While Relentless Studios didn’t set out to make a game that would require the highest of the high-end PCs to run, it will still need a relatively decent machine to play. This pays off somewhat in the game’s style, says Castle.

The team wanted a game that was bright and detailed, and one that showed off the personality of its diverse, animated character roster, which features a broad mix of genders, species and races. Its 10 core playable characters at launch range from Ajonah, a blue-toned, “Avatar”-influenced sharpshooting alien with connections to nature, to the flame-throwing female warrior Summer to the more jovial Rahi, whose robot sidekick seems to always bring a smile to Rahi’s face.

Friendly but deadly robots populate the world of “Crucible.”

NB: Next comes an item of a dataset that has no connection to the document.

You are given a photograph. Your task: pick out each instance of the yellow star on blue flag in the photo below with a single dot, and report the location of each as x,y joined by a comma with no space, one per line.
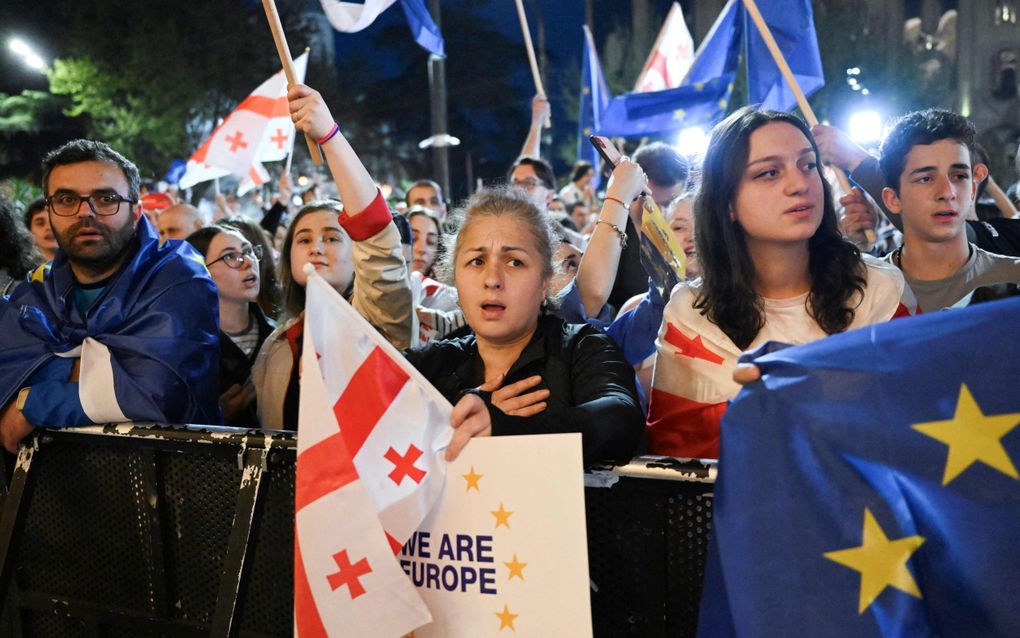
972,437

Friendly but deadly robots populate the world of “Crucible.”

(Amazon Games)

“We did push the bar to make sure it was something that was really pretty,” says Castle. “That means you have to have a reasonably good machine, something within the last couple years, to play this well. We didn’t go for an oversimplified art style to make the audience much wider. We felt in the free-to-play space a lot of games just hadn’t stepped up when it came to their visual style. That’s not a blanket statement, but the art style is a little more whimsical.”

There will be three separate game modes at launch, and Castle expects the studio to spend about two months before starting “Crucible’s” first proper season, which, like competitors in the space, gives players access to limited time rewards. The game will, like “Fortnite,” take a cosmetic, character-skin approach to monetization, in adding to selling its season passes (950 in-game credits, which equals $9.50).

All of the matches, whether focusing on taking out other teams or capturing the “hearts” of an alien life-form called Hives, can shift as players acquire what the game calls “Essence.” The latter is accrued from completing objectives or battling the environment, allowing players to advance the skill set of the characters.

So while “Crucible’s” modes range from teams of two competing against seven other pairs to be the last group standing to an eight-person versus eight-person match centered on capture and defense, all ask the players to do a mix of environmental exploration. Taking down computer-controlled characters and aliens can be just as vital as harvesting the planet or engaging other players on the opposing team, as Essence will be key to the matches.

“You’re dropped into the game fully armed and with all your abilities so you don’t start in some way where you have run around frantically looking for a pistol or knife,” Castle says. “You start out fully capable, and your character grows during their match. You level up. There are different emergent strategies that happen while you’re playing. It rewards the player who has knowledge and is thinking strategically about play.”